Of course, the Audigy 2 ZS Notebook cannot be regarded as a professional tool for serious projects since it is only an all-purpose consumer product with a single stereo input. Yet it can be indispensable in home studios, which are so popular today, exactly because it is a multi-purpose audio card.
A musician or a sound producer would want the following from a home-studio audio card:
The Audigy 2 ZS Notebook meets the first requirement as you have seen above. The effects are also present. Although I find the interface of the EAX Control Panel inconvenient, you can perform such basic tasks as applying compression, filters and reverberation to the sound from the line/microphone input.
As for ASIO 2.0, I decided to check its support in Steinberg Cubase SX 3.0.
The card’s driver offers the user several ASIO devices, two of which (Creative ASIO and SB Audigy 2 ASIO – I don’t know for sure what is the difference between these two) support the 16-bit/96kHz format. To work with the popular 24-bit/48kHz format, which is a compromise between speed and recording quality, you have to use the SB Audigy 2 ASIO driver. I could use ASIO Direct Monitoring at that and the system worked normally and recorded without drop-outs at a 2ms delay. It is a really excellent result! The same was observed with the rest of the formats, too.
Some music professionals may be disappointed at the lack of MIDI ports on the card, but I don’t think it is a serious drawback. Most MIDI keyboards for home studios can connect to the computer via a USB port. As for controlling external sound-processing devices using the MIDI interface, you can use third-party gadgets, like M-Audio’s MIDI-to-USB module, for example.
So, I can’t find any obstacles to using this audio card in a portable notebook-based sound-recording studio for home users. The Audigy 2 ZS Notebook plays this role quite well.

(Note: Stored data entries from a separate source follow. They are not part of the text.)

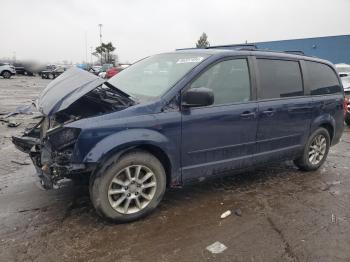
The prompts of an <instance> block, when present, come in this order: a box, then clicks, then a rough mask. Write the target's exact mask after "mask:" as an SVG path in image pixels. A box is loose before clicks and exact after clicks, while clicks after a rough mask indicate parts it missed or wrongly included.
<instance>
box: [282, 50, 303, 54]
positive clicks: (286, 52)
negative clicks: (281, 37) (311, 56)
mask: <svg viewBox="0 0 350 262" xmlns="http://www.w3.org/2000/svg"><path fill="white" fill-rule="evenodd" d="M283 52H285V53H288V54H294V55H305V53H304V52H303V51H301V50H286V51H283Z"/></svg>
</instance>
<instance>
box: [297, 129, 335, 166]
mask: <svg viewBox="0 0 350 262" xmlns="http://www.w3.org/2000/svg"><path fill="white" fill-rule="evenodd" d="M329 147H330V136H329V133H328V131H327V129H325V128H323V127H320V128H318V129H317V130H316V131H315V132H313V133H312V134H311V136H310V137H309V139H308V141H307V143H306V145H305V148H304V151H303V155H302V156H301V157H299V158H298V159H296V160H294V163H295V165H296V166H297V167H299V168H300V169H301V170H305V171H312V170H316V169H318V168H319V167H320V166H321V165H322V164H323V163H324V161H326V158H327V155H328V151H329Z"/></svg>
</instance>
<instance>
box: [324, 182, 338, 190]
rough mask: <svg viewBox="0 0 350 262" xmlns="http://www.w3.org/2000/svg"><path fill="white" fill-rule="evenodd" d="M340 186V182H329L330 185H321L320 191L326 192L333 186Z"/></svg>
mask: <svg viewBox="0 0 350 262" xmlns="http://www.w3.org/2000/svg"><path fill="white" fill-rule="evenodd" d="M339 184H340V181H334V182H331V183H327V184H325V185H323V186H322V187H321V190H322V191H327V190H329V189H330V188H331V187H332V186H335V185H339Z"/></svg>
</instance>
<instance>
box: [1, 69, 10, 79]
mask: <svg viewBox="0 0 350 262" xmlns="http://www.w3.org/2000/svg"><path fill="white" fill-rule="evenodd" d="M1 75H2V77H3V78H5V79H9V78H10V77H11V72H9V71H4V72H2V74H1Z"/></svg>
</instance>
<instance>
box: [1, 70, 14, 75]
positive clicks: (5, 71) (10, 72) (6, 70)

The Audigy 2 ZS Notebook audio card plays all its intended roles well. Beside its compact form-factor, it features a highest playback/recording quality in the Advanced Feature mode, excellent performance in games, and compatibility with sound-recording software, media players and so on. As far as I know, no other audio device for notebooks can boast such a winning combination of features.

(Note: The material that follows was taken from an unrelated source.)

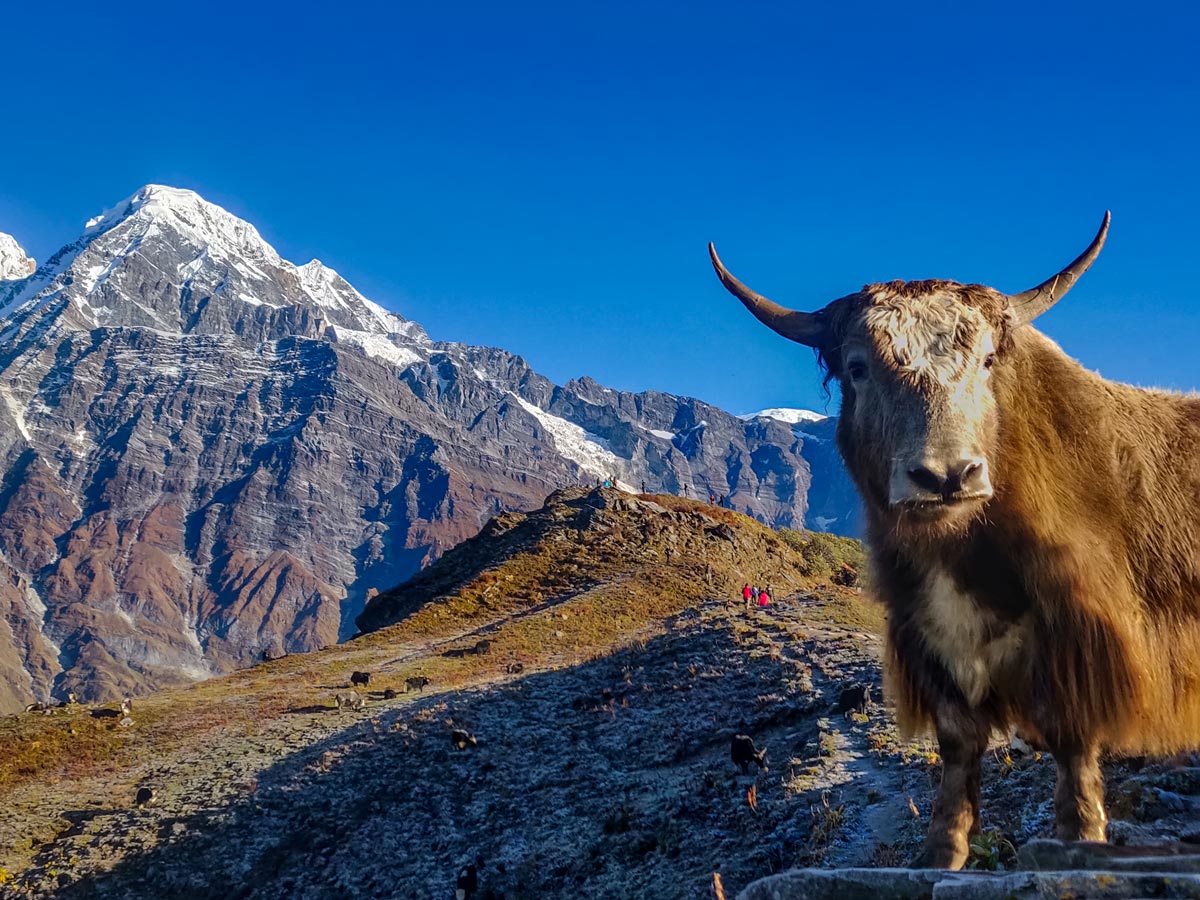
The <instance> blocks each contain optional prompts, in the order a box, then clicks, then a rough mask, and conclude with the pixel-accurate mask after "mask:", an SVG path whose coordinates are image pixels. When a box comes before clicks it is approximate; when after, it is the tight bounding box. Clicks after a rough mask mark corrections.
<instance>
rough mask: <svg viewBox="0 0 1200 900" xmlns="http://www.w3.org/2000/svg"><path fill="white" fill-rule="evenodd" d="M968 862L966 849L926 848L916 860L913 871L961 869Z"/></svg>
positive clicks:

That said, the cost of a sample of this card (about $100 in retail) doesn’t seem too high, especially for those people who value good sound and are not satisfied with the limitations of the integrated sound in their notebooks. But you should also add the cost of about 50MB of your Internet traffic – this is the total of driver (~25MB), Feature Mode Selection (~7MB) and other software updates we recommend you to download from the Creative Support site right after the purchase.

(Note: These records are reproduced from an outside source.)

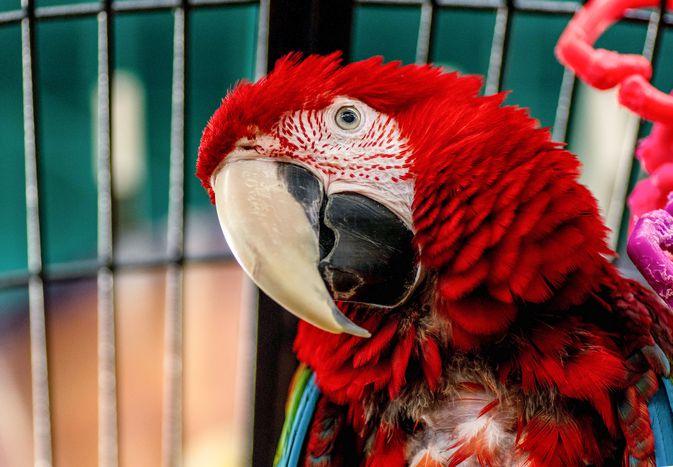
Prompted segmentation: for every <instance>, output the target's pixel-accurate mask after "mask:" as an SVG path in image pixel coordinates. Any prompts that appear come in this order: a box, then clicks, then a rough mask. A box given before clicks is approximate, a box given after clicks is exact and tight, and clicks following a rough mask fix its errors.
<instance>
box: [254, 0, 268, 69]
mask: <svg viewBox="0 0 673 467" xmlns="http://www.w3.org/2000/svg"><path fill="white" fill-rule="evenodd" d="M270 3H271V1H270V0H260V2H259V12H258V13H257V15H258V16H257V50H256V52H255V80H258V79H259V78H261V77H262V76H264V75H265V74H266V72H267V68H268V60H269V59H268V54H269V11H270Z"/></svg>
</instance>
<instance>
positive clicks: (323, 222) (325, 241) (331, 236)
mask: <svg viewBox="0 0 673 467" xmlns="http://www.w3.org/2000/svg"><path fill="white" fill-rule="evenodd" d="M326 205H327V203H326V202H325V201H323V204H322V206H321V207H320V214H319V216H318V218H319V219H320V232H319V233H318V245H319V246H320V259H321V260H323V259H325V257H327V255H329V254H330V252H331V251H332V250H333V249H334V242H335V241H336V240H335V237H334V231H333V230H332V229H330V228H329V227H327V225H326V224H325V206H326Z"/></svg>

The downside of this product is its limited compatibility with PCMCIA controllers. My personal statistics isn’t very comforting: the card would not work normally in the Advanced Feature mode with two out of four notebooks I tried it with and I had to resort to special and non-obvious methods to solve that compatibility problem.
So, my advice for all who want to buy this card is check it on the spot with your particular notebook in the Advanced Feature mode or at least make sure you can return it to the shop if the incompatibility problem arises. Even though I managed to make the card work even on a notebook with a “black list” controller, I had to risk programming PCI devices at a low level with a third-party utility and set up their latencies manually after each reboot to make the card and the controller work together. This is unacceptable, of course.
I hope, however, that Creative will collaborate with PCMCIA controller makers to solve this single serious problem of the Audigy 2 ZS Notebook card in near future.